Rabbi Yisroel Goldstein (Facebook'/Eli Neuberger)
Once again the Jewish community has experienced the horrors of antisemitism. Yesterday on the last day of Pesach in Poway, California a 19 year old gunman  broke into a Chabad Shul and started shooting. According to one report I saw - it was at about the time in the morning where they were going to say Yizkor, the memorial service for deceased parents and loved ones said on every major Jewish holiday.

The gunman shot and killed Lori Gilbert-Kaye - just as the Shul’s spiritual leader, Rabbi Yisroel Goldstein was about to re-enter the sanctuary. He had left to wash his hands for the service and witnessed it.

Rabbi Goldstein immediately attempted to stop the shooter from entering the sanctuary – grabbing the gun whereupon his two middle fingers were shot off. A security guard (a US military veteran) was by then able to respond to the fleeing shooter but was not able to shoot him – hitting only his vehicle. Shortly thereafter the gunman surrendered to police.

First I would like to express my condolences to all of Lori Gilbert-Kaye’s loved ones. I cannot imagine what it is like to have a healthy individual with no expectation of anything more than continuing her life for many more years, losing her in a moment of pure hell.  And I  pray for a complete and quick recovery to those injured at this horrible event.
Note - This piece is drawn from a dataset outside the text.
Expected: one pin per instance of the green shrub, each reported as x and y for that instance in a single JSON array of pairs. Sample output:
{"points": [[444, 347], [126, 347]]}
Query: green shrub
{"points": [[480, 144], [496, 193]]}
The Jewish community has not yet fully recovered from the mass shooting of Jewish worshipers in Pittsburgh and something like this happens. That is enough to traumatize Jews all over America. Should we be worried? Are we re-living 1930s Germany?

I don’t think the answer is so simple. While it is true that we are now experiencing a rise in violent antisemitic attacks and that we should be more vigilant then ever, we are far from 1930s Germany. Despite the temptation of making such comparisons the truth is far more complicated than a yes or no answer to those questions.

I am still a firm believer in the essential goodness of the American people. A goodness defined by the idea that we - the American people - are all one. A nation united under God with liberty and justice for all. A country founded on an unprecedented level of religious freedom. A nation founded by people fleeing religious persecution in their homeland. 

The American people have demonstrated their belief in these principles time and again. As it applies to Jewish citizens there are countless stories where Americans have stood up for us – even when their own  lives were at stake. Wherever antisemitism showed its ugly face Americans as a whole stood by us. 

When this kind of tragedy struck as it did in Pittsburgh 6 months ago, there were so many expressions of solidarity with the Jewish people by all manner of groups and organizations – both public and private – that it would take up far too much space to list them here. There were so many that it surprised even a strong believer in the American people like me. 

To say that the American people are in any way antisemitic in 2019 is to be oblivious to that. It would be a willful ignorance of all that support - and instead focusing only on the antisemitism of hate groups and generalizing it to the rest of America. This is simply not the case. Not in the government (on both sides of the political aisle) and not in the private sector.

What is on the rise, is not antisemitism. It is the motivation by hate-groups to act on it. There have always been antisemites in this country. But until a couple of years ago, it was almost all rhetoric. All talk but little or no action.  Now some of these people have been emboldened to act on their hatred. Which is why we have to be more vigilant now.

Why there has been this uptick in antisemitic behavior most of which is benign but as was painfully evident yesterday - some of it deadly… is a matter of pure speculation. Many people (especially those on the left) blame the President. His appeal to racists cannot be denied. Although the President is not an antisemite himself (he is in fact personally the opposite of an antisemite) there is no denying that the appeal to racists and white supremacists is there. He has for example been supported by people like former KKK leader, David Duke from the very beginning. And to the best of my knowledge he still does.

How much this contributes to the uptick in actual violence is hard to say. Although it’s hard to imagine that it has no relationship at all to the President’s rhetoric, I believe it is equally hard to blame it all - or even mostly - on him. There are clearly other factors. Such as the racist hatred of immigrants - particularly Muslims - who have been dramatically increasing in number here over the past few years. Which they blame on the ‘liberal/left’  prominently populated by Jews.

Be that as it may, it is not going to change the fact that it is happening. Nor the fact that it requires increased vigilance. We must do everything we can to protect our people. 

Unlike Germany of the 1930s - US government officials (from local to national) have been helping to secure Jewish facilities ever since 9/11.  And have been rededicating themselves to that with each antisemitic occurrence. Thank God.

But let it not for a moment enter anyone’s mind that America is turning more antisemitic. If anything the opposite is true.